Risk Management involves identification of risks and the steps taken by the firm to overcome them. The SWOT analysis on Burberry and the overall luxury goods industry revealed the following points:


'It's often argued that the luxury goods marketplace is immune to the normal vicissitudes faced by other sectors. Consumers with 'real' money to spend don't feel the cold winds of recession the way that the average household does' (Managing the risks of counterfeit products: PricewaterhouseCoopers, 2007).

'Asia Pacific and Europe continued to deliver double-digit like-for-like sales growth, with Hong Kong, the UK, Italy and France among the best performing markets.' (Burberry's momentum continues as it reports strong sales and revenues, Oct 2010)
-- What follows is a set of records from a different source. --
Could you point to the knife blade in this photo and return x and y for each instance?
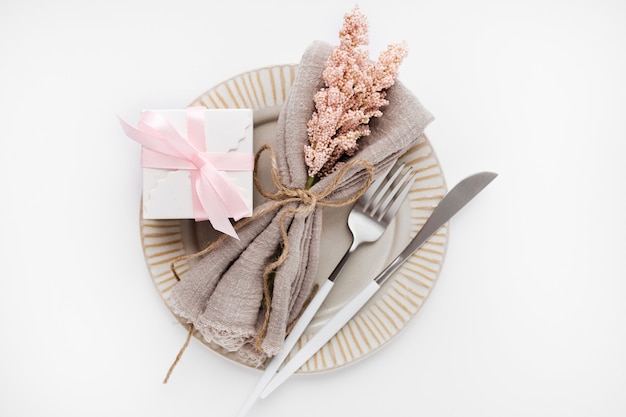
(455, 200)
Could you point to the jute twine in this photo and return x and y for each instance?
(307, 200)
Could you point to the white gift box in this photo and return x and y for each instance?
(167, 193)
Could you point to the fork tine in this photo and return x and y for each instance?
(396, 197)
(382, 188)
(373, 188)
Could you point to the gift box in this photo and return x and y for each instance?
(197, 164)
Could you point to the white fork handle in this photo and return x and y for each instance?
(322, 336)
(291, 340)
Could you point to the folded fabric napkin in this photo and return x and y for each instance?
(223, 294)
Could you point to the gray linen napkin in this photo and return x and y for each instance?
(222, 295)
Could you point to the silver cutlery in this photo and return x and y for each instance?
(367, 221)
(454, 200)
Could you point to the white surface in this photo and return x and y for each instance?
(528, 315)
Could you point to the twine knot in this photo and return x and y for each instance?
(306, 201)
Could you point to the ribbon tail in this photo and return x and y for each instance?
(215, 212)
'20% of UK consumers own at least one genuine luxury good' (Managing the risks of counterfeit products: PricewaterhouseCoopers, 2007). This is expected to increase because luxury markets target the rich and ostentatious consumers. This can help Burberry penetrate deeper in the developing countries market where the population is getting richer.


'To own the same clothes and accessories as their celebrity icons is also accelerating an enormous growth in cheaper, counterfeit goods that is costing the luxury goods industry millions in lost sales and damage to their brands' (Managing the risks of counterfeit products: PricewaterhouseCoopers, 2007 ). Burberry has a high risk of counterfeit products. Burberry can have a high setback in sales if large numbers of counterfeit products come in the market. Moreover, the reputation of the Burberry would be in stake because the middle and low income groups will buy counterfeit Burberry products from the market.
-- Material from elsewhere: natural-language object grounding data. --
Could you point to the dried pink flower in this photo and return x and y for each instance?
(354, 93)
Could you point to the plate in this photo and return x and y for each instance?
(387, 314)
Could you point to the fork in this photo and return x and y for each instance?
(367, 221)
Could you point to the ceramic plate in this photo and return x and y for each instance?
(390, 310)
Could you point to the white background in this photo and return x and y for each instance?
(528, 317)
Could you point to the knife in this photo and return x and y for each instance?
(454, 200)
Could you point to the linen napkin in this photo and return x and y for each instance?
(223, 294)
'Burberry is dependent on the strength of its trade marks and other intellectual property rights'( Market and risks, n.d). Burberry's trade marks and other proprietary rights are fundamentally important to the success and competitive position of the business and are intrinsic to maintaining brand value.
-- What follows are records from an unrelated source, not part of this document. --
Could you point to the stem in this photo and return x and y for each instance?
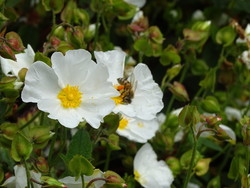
(53, 143)
(140, 57)
(93, 180)
(30, 185)
(192, 158)
(247, 164)
(106, 166)
(97, 28)
(31, 120)
(83, 184)
(53, 19)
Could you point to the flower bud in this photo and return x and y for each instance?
(113, 179)
(14, 41)
(212, 121)
(79, 165)
(155, 34)
(179, 91)
(186, 159)
(245, 122)
(202, 166)
(7, 52)
(42, 164)
(189, 116)
(9, 130)
(210, 104)
(174, 165)
(22, 74)
(225, 36)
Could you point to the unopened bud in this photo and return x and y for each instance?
(179, 91)
(210, 104)
(42, 164)
(7, 52)
(155, 34)
(202, 166)
(14, 40)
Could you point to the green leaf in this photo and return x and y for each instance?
(209, 143)
(80, 144)
(21, 147)
(79, 165)
(143, 45)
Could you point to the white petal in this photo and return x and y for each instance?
(153, 173)
(73, 68)
(96, 85)
(23, 60)
(139, 130)
(68, 117)
(114, 60)
(138, 3)
(40, 83)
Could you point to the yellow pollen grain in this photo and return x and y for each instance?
(70, 97)
(123, 124)
(118, 100)
(140, 124)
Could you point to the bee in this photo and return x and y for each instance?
(127, 91)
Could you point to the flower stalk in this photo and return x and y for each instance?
(189, 173)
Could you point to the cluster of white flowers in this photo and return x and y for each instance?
(77, 89)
'A whole new breed of consumer magazines now exists to show not just photographs of celebrities and the clothes and accessories they are wearing but also advice on where affordable versions of those items can be bought on the high street'(Managing the risks of counterfeit products: PricewaterhouseCoopers, 2007 ). This is again a big threat to Burberry.

'Since 2004, the global luxury goods market had grown by around 8% per annum prior to the economic downturn in late 2008. In 2009, it is estimated that the global luxury market declined by around 9%, as consumer confidence and spending fell. Industry analysts expect the sector to show some recovery in 2010, although not as high as the 8% seen prior to 2008' ('Burberry Group Overview', nd).

Other Risks and weaknesses

However there are certain risks that cannot be controlled such as fiscal policies, political regimes, tax and regulatory policies etc. Other factors that can be considered under Burberry's control are:

Over-reliance on key trading partners:

In order to reduce this risk, the group should look for alternatives and improve its supply chain management system. Effective supply chain management is highly essential as any shortcomings would have an immediate result on the final products distributed to the consumers.

Recession and economic crisis causes fewer people to travel. Decline in travel volumes has affected Burberry's business as many people buy luxury brands while travelling.

Burberry relies heavily on its key individuals on senior management. Their resignations will affect business heavily.